Schrumpfende Vorräte

Wie lange reicht die Weltölreserve noch?

Alle reden vom Ende des Ölzeitalters – und das schon seit den siebziger Jahren. Haben die Propheten der damaligen Zeit sich geirrt? Oder müssen die Menschen ihren Verbrauch bald einschränken?

Öl-Pipeline in den USA: Tatsächlich sind die Reserven nicht gesunken, sondern stetig gestiegen. AFP

Öl-Pipeline in den USA: Tatsächlich sind die Reserven nicht gesunken, sondern stetig gestiegen.

Im April 1977 rief US-Präsident Jimmy Carter in einer Fernsehansprache dazu auf, den Energieverbrauch angesichts der rapide schrumpfenden Erdölvorräte einzuschränken. „Die Anstrengung wird zum moralischen Äquivalent eines Krieges“, prophezeite er. Auch der Club of Rome orakelte damals: „In spätestens 30 bis 40 Jahren gibt es kein Erdöl mehr.

Doch statt zu schrumpfen, sind die weltweit nachgewiesenen Öl- und Gasreserven stetig gestiegen. Nach Schätzungen des Energiekonzerns BP lagen die weltweiten Ölvorkommen Ende 2012 mit 235,8 Milliarden Tonnen gut 20 Prozent höher als zehn Jahre zuvor.

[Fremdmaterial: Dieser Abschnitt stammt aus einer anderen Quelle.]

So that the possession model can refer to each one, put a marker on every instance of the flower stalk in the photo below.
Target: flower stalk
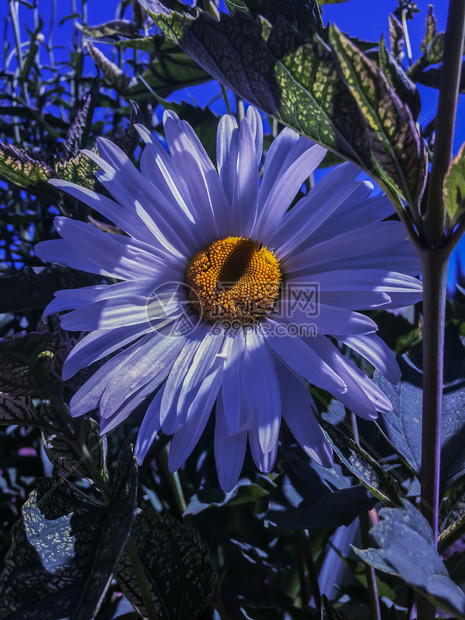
(435, 259)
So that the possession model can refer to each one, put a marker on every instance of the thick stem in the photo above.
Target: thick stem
(434, 270)
(447, 104)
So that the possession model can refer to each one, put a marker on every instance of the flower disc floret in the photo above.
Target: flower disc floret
(234, 280)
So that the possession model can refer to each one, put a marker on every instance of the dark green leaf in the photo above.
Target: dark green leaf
(21, 410)
(399, 80)
(177, 565)
(170, 69)
(398, 151)
(363, 466)
(32, 51)
(431, 28)
(30, 363)
(113, 74)
(244, 492)
(454, 186)
(64, 455)
(406, 544)
(18, 167)
(309, 496)
(403, 425)
(65, 548)
(294, 77)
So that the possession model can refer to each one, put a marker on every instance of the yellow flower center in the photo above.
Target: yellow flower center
(233, 279)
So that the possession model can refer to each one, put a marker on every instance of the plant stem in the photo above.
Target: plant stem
(434, 270)
(447, 105)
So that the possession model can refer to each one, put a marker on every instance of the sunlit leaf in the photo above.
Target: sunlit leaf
(65, 548)
(77, 134)
(20, 168)
(177, 565)
(295, 77)
(454, 186)
(398, 150)
(170, 69)
(406, 544)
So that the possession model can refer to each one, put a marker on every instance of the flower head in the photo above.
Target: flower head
(227, 299)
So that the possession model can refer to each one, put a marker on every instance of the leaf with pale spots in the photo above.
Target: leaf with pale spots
(294, 76)
(177, 565)
(65, 548)
(363, 466)
(454, 187)
(67, 457)
(398, 153)
(21, 410)
(396, 37)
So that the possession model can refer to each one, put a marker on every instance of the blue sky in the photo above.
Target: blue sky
(366, 19)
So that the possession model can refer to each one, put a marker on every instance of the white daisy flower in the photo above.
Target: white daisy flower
(226, 299)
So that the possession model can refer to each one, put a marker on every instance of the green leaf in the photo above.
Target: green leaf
(328, 612)
(170, 69)
(396, 37)
(65, 548)
(454, 186)
(32, 51)
(398, 151)
(18, 167)
(402, 426)
(305, 15)
(178, 568)
(363, 466)
(80, 169)
(295, 78)
(406, 545)
(21, 410)
(65, 457)
(31, 363)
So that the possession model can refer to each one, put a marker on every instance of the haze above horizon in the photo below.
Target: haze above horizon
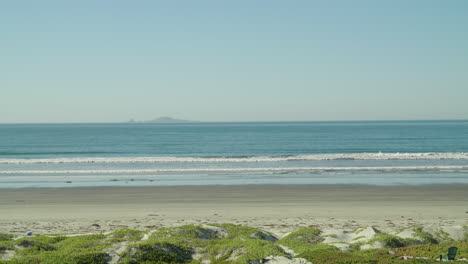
(110, 61)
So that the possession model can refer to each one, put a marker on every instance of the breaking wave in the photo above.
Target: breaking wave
(310, 157)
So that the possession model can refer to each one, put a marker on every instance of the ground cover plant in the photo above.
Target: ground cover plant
(220, 244)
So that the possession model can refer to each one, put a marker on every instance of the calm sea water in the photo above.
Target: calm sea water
(375, 153)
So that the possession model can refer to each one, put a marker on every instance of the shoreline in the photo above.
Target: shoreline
(277, 208)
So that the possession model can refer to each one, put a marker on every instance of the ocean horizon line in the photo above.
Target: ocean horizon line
(234, 122)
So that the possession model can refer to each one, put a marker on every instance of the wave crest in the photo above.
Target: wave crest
(309, 157)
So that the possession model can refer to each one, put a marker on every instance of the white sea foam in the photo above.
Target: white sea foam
(311, 157)
(265, 169)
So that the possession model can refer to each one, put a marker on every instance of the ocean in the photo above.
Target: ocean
(155, 154)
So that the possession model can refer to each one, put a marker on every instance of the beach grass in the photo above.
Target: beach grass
(219, 244)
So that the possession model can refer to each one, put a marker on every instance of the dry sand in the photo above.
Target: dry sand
(276, 208)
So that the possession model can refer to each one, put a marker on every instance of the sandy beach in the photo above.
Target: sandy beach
(277, 208)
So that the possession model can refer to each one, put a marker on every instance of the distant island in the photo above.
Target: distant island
(163, 119)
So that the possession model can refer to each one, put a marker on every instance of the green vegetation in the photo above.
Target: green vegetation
(219, 244)
(6, 237)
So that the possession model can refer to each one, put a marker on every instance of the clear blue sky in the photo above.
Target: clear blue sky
(242, 60)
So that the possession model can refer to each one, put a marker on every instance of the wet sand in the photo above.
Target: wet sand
(277, 208)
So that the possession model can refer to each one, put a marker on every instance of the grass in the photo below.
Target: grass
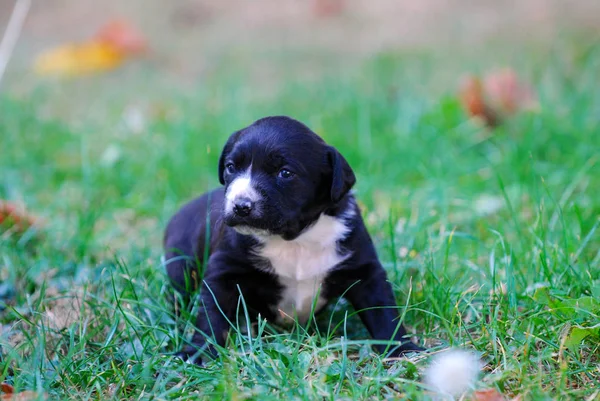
(490, 238)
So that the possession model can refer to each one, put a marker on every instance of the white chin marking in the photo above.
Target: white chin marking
(241, 187)
(453, 372)
(257, 232)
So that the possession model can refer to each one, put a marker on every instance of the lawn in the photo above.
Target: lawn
(490, 237)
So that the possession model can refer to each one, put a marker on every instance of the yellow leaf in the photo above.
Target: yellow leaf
(78, 59)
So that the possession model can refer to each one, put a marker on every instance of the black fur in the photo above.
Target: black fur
(320, 184)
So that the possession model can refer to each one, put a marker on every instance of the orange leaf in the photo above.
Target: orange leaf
(328, 8)
(473, 100)
(506, 92)
(12, 217)
(78, 59)
(122, 35)
(488, 395)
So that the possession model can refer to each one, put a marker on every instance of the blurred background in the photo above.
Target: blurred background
(263, 43)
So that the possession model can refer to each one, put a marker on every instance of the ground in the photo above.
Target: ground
(490, 236)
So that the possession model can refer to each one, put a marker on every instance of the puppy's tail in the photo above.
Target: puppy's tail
(453, 372)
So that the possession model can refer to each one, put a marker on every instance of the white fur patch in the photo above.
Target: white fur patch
(453, 372)
(240, 187)
(303, 263)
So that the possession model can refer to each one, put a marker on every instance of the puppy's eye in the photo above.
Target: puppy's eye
(285, 173)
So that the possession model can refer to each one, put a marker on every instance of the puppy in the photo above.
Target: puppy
(285, 233)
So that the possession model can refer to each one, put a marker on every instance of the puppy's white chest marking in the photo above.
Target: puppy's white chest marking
(303, 263)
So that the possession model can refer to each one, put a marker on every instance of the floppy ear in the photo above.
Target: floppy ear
(226, 150)
(342, 176)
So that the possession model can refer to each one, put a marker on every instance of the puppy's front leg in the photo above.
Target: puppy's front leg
(373, 298)
(218, 299)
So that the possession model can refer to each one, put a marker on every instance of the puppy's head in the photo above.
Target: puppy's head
(279, 176)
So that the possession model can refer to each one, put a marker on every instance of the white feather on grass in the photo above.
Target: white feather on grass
(452, 373)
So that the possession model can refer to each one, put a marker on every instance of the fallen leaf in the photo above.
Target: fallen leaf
(488, 395)
(7, 393)
(328, 8)
(506, 92)
(115, 42)
(472, 97)
(14, 219)
(22, 396)
(6, 388)
(78, 59)
(496, 96)
(123, 36)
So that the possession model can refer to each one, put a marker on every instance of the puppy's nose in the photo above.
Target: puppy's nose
(242, 207)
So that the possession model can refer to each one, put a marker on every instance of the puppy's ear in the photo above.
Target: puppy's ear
(226, 150)
(342, 176)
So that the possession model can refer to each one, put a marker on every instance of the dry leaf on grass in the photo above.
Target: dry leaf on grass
(123, 36)
(14, 218)
(328, 8)
(496, 96)
(491, 395)
(115, 42)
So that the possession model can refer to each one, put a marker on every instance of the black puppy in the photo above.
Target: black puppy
(285, 232)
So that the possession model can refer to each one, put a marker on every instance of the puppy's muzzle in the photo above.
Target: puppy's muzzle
(242, 207)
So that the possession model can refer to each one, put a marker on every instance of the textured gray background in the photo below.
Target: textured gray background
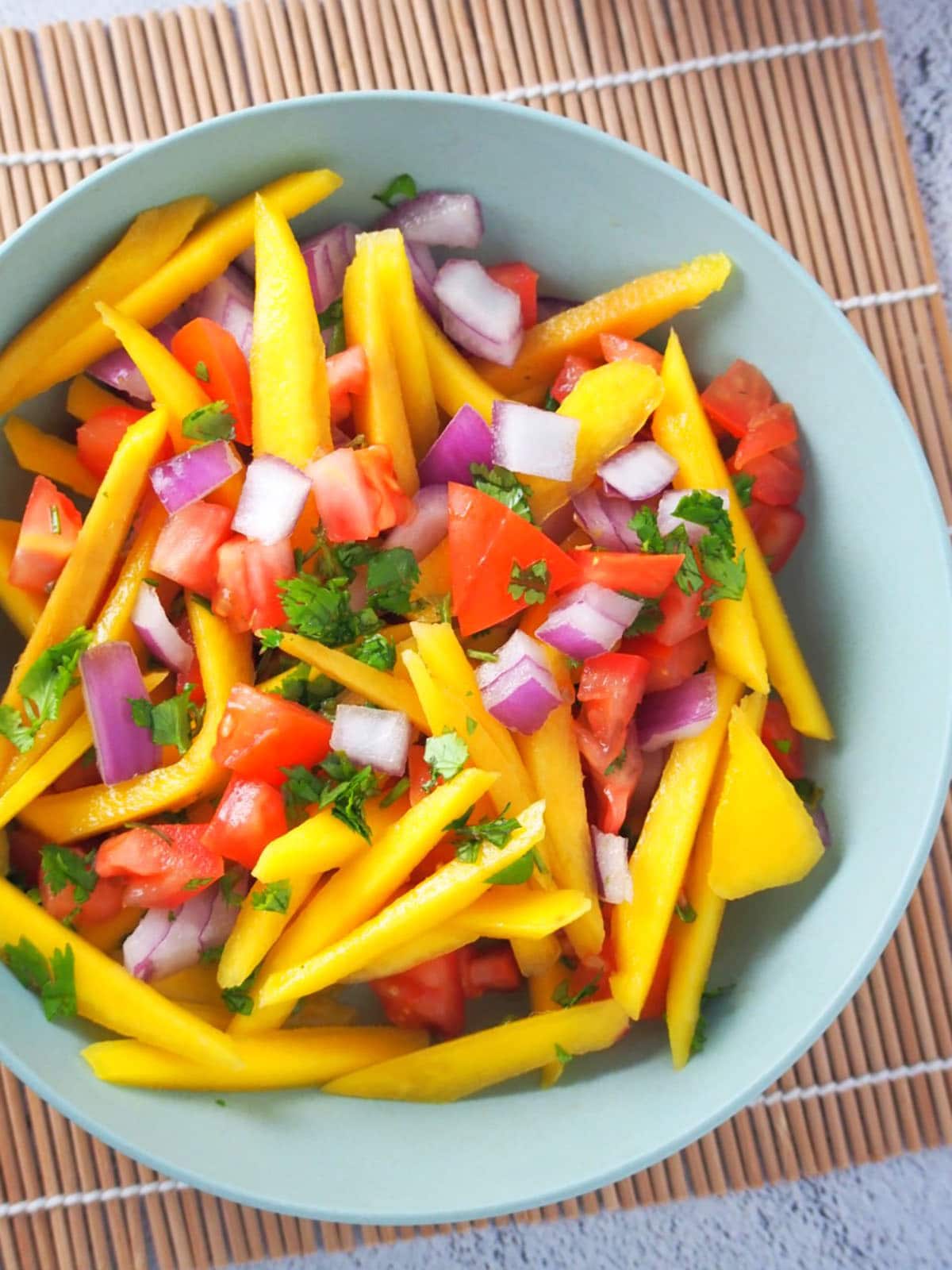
(896, 1216)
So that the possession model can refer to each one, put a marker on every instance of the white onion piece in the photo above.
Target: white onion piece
(668, 521)
(478, 313)
(156, 632)
(272, 499)
(372, 738)
(612, 867)
(639, 471)
(532, 441)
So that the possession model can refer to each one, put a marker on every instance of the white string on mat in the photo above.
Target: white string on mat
(139, 1191)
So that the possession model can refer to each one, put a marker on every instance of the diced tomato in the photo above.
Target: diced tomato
(249, 817)
(682, 616)
(429, 995)
(494, 971)
(105, 901)
(164, 865)
(776, 427)
(670, 664)
(359, 495)
(520, 277)
(617, 348)
(98, 438)
(486, 544)
(48, 533)
(611, 689)
(777, 531)
(187, 550)
(247, 588)
(735, 398)
(784, 741)
(638, 572)
(262, 733)
(347, 378)
(203, 346)
(776, 482)
(573, 368)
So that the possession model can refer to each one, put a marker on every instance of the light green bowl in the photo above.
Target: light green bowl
(869, 591)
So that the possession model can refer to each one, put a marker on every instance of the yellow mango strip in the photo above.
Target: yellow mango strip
(37, 451)
(86, 398)
(436, 899)
(456, 1068)
(108, 995)
(681, 425)
(455, 381)
(224, 660)
(630, 310)
(308, 1056)
(378, 686)
(362, 887)
(693, 943)
(689, 437)
(113, 622)
(378, 410)
(662, 852)
(152, 238)
(291, 404)
(258, 930)
(200, 260)
(61, 756)
(403, 311)
(612, 404)
(23, 607)
(755, 798)
(552, 762)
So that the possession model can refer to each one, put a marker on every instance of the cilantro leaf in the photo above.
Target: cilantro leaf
(505, 487)
(209, 422)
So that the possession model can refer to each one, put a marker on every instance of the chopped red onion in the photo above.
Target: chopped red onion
(437, 219)
(372, 738)
(228, 300)
(465, 440)
(612, 867)
(194, 474)
(111, 679)
(678, 713)
(121, 372)
(272, 499)
(532, 441)
(427, 529)
(478, 313)
(639, 471)
(668, 521)
(156, 632)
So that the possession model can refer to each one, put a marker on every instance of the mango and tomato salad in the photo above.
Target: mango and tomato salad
(387, 624)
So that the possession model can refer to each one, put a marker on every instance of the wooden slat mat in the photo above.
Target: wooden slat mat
(787, 108)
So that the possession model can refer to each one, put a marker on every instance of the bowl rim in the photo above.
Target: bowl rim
(928, 819)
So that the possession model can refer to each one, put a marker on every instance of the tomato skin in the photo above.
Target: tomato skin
(639, 572)
(98, 438)
(159, 864)
(522, 279)
(262, 733)
(187, 549)
(249, 816)
(670, 664)
(228, 375)
(48, 537)
(429, 995)
(493, 971)
(247, 586)
(778, 728)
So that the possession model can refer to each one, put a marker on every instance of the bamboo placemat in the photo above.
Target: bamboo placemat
(785, 107)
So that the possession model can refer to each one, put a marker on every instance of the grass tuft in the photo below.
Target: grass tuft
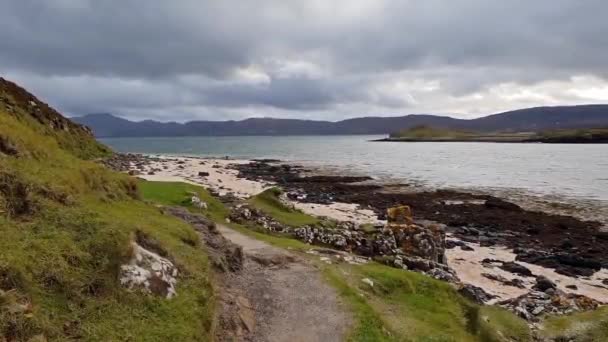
(269, 202)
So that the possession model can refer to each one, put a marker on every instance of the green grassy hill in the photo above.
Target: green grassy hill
(66, 224)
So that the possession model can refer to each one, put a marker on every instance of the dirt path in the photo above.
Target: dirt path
(278, 296)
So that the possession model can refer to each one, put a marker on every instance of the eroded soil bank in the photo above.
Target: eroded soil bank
(567, 244)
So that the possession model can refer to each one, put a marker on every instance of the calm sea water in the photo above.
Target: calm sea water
(575, 171)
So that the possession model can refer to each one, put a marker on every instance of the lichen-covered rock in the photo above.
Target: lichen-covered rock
(149, 272)
(198, 203)
(427, 242)
(533, 304)
(399, 215)
(474, 293)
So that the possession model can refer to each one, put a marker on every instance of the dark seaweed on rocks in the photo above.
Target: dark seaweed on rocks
(570, 246)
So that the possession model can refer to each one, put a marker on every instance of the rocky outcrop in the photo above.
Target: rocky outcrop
(534, 304)
(474, 293)
(225, 256)
(401, 243)
(149, 272)
(427, 242)
(546, 298)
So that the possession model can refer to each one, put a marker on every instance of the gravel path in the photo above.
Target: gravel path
(279, 297)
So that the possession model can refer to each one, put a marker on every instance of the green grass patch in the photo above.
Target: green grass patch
(269, 202)
(409, 306)
(180, 194)
(66, 226)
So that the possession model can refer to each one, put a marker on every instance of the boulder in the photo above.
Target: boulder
(543, 284)
(536, 303)
(149, 272)
(474, 293)
(427, 242)
(399, 215)
(516, 268)
(198, 203)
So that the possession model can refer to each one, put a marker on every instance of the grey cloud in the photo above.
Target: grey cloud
(132, 55)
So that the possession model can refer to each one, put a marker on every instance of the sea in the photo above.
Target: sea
(560, 171)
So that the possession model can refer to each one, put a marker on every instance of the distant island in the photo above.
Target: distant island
(536, 119)
(435, 134)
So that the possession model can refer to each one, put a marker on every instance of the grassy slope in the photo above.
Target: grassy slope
(269, 203)
(402, 306)
(66, 226)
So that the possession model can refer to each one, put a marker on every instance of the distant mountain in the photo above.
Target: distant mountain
(529, 119)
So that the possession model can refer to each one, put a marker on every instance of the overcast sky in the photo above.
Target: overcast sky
(316, 59)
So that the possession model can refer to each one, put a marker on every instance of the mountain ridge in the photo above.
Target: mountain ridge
(526, 119)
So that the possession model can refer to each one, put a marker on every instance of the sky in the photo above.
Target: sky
(186, 60)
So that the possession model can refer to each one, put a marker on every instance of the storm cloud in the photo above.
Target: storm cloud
(191, 59)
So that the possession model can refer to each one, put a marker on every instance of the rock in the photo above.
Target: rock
(543, 284)
(443, 274)
(474, 293)
(150, 272)
(368, 282)
(516, 268)
(497, 203)
(198, 203)
(515, 282)
(400, 215)
(534, 303)
(415, 240)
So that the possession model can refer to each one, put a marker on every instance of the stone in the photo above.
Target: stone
(149, 272)
(534, 303)
(368, 282)
(474, 293)
(543, 284)
(516, 268)
(400, 215)
(198, 203)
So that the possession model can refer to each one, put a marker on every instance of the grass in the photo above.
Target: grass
(582, 327)
(402, 305)
(66, 225)
(413, 307)
(269, 202)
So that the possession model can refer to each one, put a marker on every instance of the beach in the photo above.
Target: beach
(222, 177)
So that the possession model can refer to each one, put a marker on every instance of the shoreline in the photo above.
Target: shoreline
(225, 177)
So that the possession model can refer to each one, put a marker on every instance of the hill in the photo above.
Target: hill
(68, 224)
(529, 119)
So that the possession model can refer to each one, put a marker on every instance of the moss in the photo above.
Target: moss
(583, 327)
(66, 226)
(268, 201)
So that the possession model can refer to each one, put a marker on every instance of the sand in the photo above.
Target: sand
(467, 264)
(224, 180)
(469, 268)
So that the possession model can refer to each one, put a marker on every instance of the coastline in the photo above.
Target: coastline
(226, 177)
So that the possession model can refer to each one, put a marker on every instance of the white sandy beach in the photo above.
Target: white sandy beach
(467, 264)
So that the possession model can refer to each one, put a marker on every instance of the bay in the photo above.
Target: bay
(569, 170)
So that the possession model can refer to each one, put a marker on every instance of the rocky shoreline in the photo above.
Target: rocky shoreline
(494, 251)
(569, 245)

Bei unverändertem Verbrauch würden sie noch 57 Jahre reichen. Dabei werden ständig neue Vorkommen entdeckt. In Süd- und Mittelamerika, einer Region, die 1980 für die Ölwirtschaft noch ohne Bedeutung war, lagern inzwischen die zweitgrößten gesicherten Reserven der Welt.

Zudem ermöglichen neue Techniken wie etwa Tiefseebohrungen und der Einsatz des Fracking die Erschließung von Vorkommen, die zuvor unerreichbar waren. Wie lange die – stetig wachsende – Weltölreserve noch reicht, bleibt auch künftig vor allem eine Frage der technischen Möglichkeiten und der damit verbundenen Kosten-

Kommentare (28)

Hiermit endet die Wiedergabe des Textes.